Dalam logika filsafat kekuasaan, ini menunjukkan pergeseran besar: Polri tidak lagi sekadar penegak hukum, tetapi aktor politik penuh. Mereka telah menjelma sebagai simbol sipil sekaligus pemain koersif, menggabungkan dua kekuatan yang biasanya terpisah dalam demokrasi modern.
Bab IV. TNI-Polri: Simbol Koersif, Sumber Daya, dan Hegemoni Kekuasaan
IV.1. Dua Wajah Koersi: TNI dan Polri
Indonesia adalah negara yang sejak lahir dibentuk oleh kekuatan koersif. TNI lahir dari rahim revolusi fisik, membawa legitimasi historis sebagai penyelamat bangsa. Polri, meski awalnya bagian dari militer, tumbuh menjadi kekuatan koersif sipil yang mewarisi logika militeristik.
Hari ini, keduanya tampil dengan wajah berbeda:
- TNI menampilkan diri sebagai penjaga teritori, simbol kedaulatan, dan benteng dari ancaman asing.
- Polri tampil sebagai pengendali domestik: mengatur hukum, keamanan, bahkan isu ekonomi dan sosial.
Dua wajah koersif ini bukan sekadar pembagian fungsi teknis, melainkan simbol legitimasi. Negara modern membutuhkan keduanya: ancaman luar ditangani tentara, ancaman dalam negeri ditangani polisi.
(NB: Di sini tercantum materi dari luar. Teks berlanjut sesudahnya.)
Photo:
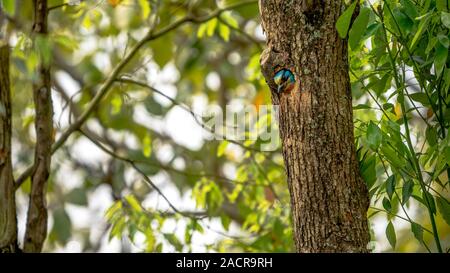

Namun, di ruang politik, fungsi koersif itu kerap melebar menjadi perebutan pengaruh.
IV.2. Masuk ke Sumber Daya Ekonomi
Kekuatan koersif selalu berkelindan dengan akses ekonomi. TNI sejak Orde Baru menguasai bisnis lewat yayasan, holding perusahaan, dan jaringan rente SDA: tambang, perkebunan, hingga logistik. Meski secara resmi dilarang berbisnis pasca-reformasi, jejak ekonomi ini tetap hidup lewat relasi dengan pengusaha dan pemerintah daerah.
Disisi lain, Polri membangun jalur ekonominya lewat hibah APBD, anggaran pilkada, hingga posisi strategis di lembaga negara. Ditambah dengan kontrol langsung terhadap distribusi, dari sembako, BBM, hingga narkotika yang ironisnya justru membuka ruang rente.
Dengan kata lain, baik TNI maupun Polri tidak hanya bertarung di ruang legitimasi politik, tapi juga dalam menguasai jalur-jalur ekonomi yang menopang kekuasaan.